Discussion around these issues brought out the public to the meeting to hear how we can all work together to make things happen here in Elmont - to reinvigorate the community.
After listening to comments and hearing from Town and County representatives, an enthusiastic Sol Marie Alfonso Jones, from Sustainable Long Island (SLI) - a group invited to get involved in the process to help create partnerships that can to work effectively to empower Elmont residents to work for and implement plans for a dream community - said she was encouraged and psyched for all of Elmont. “This evening you have heard Town, County and State support for re-invigorating Elmont. Your elected officials are hearing you.”
EEECC President Pat Nicolosi invited town and county officials, as well as SLI, to attend as part of an ongoing effort to address the needs of Elmont by involving all the levels of government.
"What is the county doing to address the serious issues of illegal housing, exorbitant property taxes and the need for smart economic growth?" That’s what EEECC members asked Patty Bourne, from the Nassau County Office of Economic Development.
Bourne reported that the County Executive had held meetings in 35 communities around Nassau over the past 3 years regarding needs and economic growth. County Executive Tom Suozzi, she said, is appropriating $1 million to be divided among the communities based upon need and willingness to get involved.
Bourne also noted that the county is hearing about the tax burden in all communities. Outlining some strategies for bringing businesses to the county, Bourne indicated the county can “look to New York City to attract businesses,” and assist with affordable housing needs for senior citizens and business employees.
“Who’s going to subsidize this affordable housing? Me? I’m all tapped out,” said one resident.
Bourne went on to say the County doesn’t believe Nassau gets its fair share under the present state aid for education formula. The County is working with school districts to look at readjusting that formula.
Elmont schools are doing very well, and were recently cited in a recent NY Times article “Elmont’s School Success Is a Lesson to Others.” But taxpayers are picking up the burden of increased enrollment with many of those new students coming from illegal multiple dwellings. And the cost of all services is increased and passed onto property owners with single-family homes absorbing the biggest burden.
“The governments have to realize there is a problem,” said Elmont resident Peter Foltmer, who also commended Nicolosi for “rattling their cages.”
Town Councilman Ed Ambrosino said, “We’re in a crisis situation. We have to rebuild in a smart way. We have to attract business that will be here for a long time.” Acknowledging EEECC’s “phenomenal community involvement,” Ambrosino said there is a need to get people to care about our community.
Ambrosino’s message was clear: Governments must join hands and work together. They must put aside political labels and rhetoric to make this work. “We have to redesign the community,” he stated, noting that it had like most of Long Island, just happened. “We need to start again and rebuild Hempstead Turnpike.”
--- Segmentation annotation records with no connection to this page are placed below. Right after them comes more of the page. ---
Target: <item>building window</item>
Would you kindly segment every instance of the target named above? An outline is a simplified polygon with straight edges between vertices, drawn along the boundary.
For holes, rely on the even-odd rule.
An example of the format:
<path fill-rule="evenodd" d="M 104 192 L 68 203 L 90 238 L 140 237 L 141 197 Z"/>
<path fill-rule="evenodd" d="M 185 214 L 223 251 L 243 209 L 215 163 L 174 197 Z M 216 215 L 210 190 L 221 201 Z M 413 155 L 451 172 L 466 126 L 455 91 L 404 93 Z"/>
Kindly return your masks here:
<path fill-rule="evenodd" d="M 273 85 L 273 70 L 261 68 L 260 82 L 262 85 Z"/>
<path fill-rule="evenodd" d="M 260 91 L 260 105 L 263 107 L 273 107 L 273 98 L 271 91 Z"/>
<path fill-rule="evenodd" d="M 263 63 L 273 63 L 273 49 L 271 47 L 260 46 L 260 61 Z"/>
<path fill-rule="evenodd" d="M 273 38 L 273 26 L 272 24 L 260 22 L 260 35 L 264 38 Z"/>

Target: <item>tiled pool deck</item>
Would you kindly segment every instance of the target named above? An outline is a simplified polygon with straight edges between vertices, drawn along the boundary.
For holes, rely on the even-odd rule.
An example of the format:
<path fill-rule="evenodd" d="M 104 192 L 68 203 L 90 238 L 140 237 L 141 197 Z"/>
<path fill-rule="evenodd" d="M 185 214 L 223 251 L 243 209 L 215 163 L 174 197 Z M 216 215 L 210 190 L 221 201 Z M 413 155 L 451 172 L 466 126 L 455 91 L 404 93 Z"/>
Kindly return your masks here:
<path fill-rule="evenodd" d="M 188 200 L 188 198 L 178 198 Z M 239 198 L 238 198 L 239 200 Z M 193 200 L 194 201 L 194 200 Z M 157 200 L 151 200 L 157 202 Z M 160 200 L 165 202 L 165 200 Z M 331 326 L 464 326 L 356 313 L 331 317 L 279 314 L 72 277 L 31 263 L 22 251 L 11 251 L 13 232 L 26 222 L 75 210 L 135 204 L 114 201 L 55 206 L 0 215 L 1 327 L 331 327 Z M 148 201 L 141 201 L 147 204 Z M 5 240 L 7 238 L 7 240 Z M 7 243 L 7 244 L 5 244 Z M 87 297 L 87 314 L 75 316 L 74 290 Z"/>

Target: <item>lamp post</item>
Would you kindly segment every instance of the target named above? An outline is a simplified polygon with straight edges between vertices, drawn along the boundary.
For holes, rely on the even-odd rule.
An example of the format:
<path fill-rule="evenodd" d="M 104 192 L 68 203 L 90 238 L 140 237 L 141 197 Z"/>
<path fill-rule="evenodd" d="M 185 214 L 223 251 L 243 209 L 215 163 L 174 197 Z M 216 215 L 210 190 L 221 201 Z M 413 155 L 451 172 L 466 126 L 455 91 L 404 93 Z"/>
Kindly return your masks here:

Regarding illegal basement apartments, Ambrosino said, “We’re all victims in this situation. Only the landlords are the winners.” The Councilman assured that his office acts on all reports of illegal housing. “It’s not the role of other residents,” said Ambrosino, to subsidize landlords.”
“If I had the ability,” said the Councilman, “I would single-handedly remove every illegal basement apartment in Elmont. These apartments drag down the community.” Ambrosino noted, however, that there are others in the community advocating for these apartments.
Residents also cited lack of enforcement of traffic and parking rules, as well as building codes as a big part of the problem.
“Your elected officials are hearing you,” said Alfonso Jones of Sustainable Long Island, who is reaching out to all levels of government to get them involved. ” With an RFP (Request for Proposals) from the Town and money from the County, I believe that by the end of the year you will see things happening here in Elmont.”
It should be noted that Assemblyman Tom Alfano and Congresswoman Carolyn McCarthy have pledged support for an enhanced Elmont.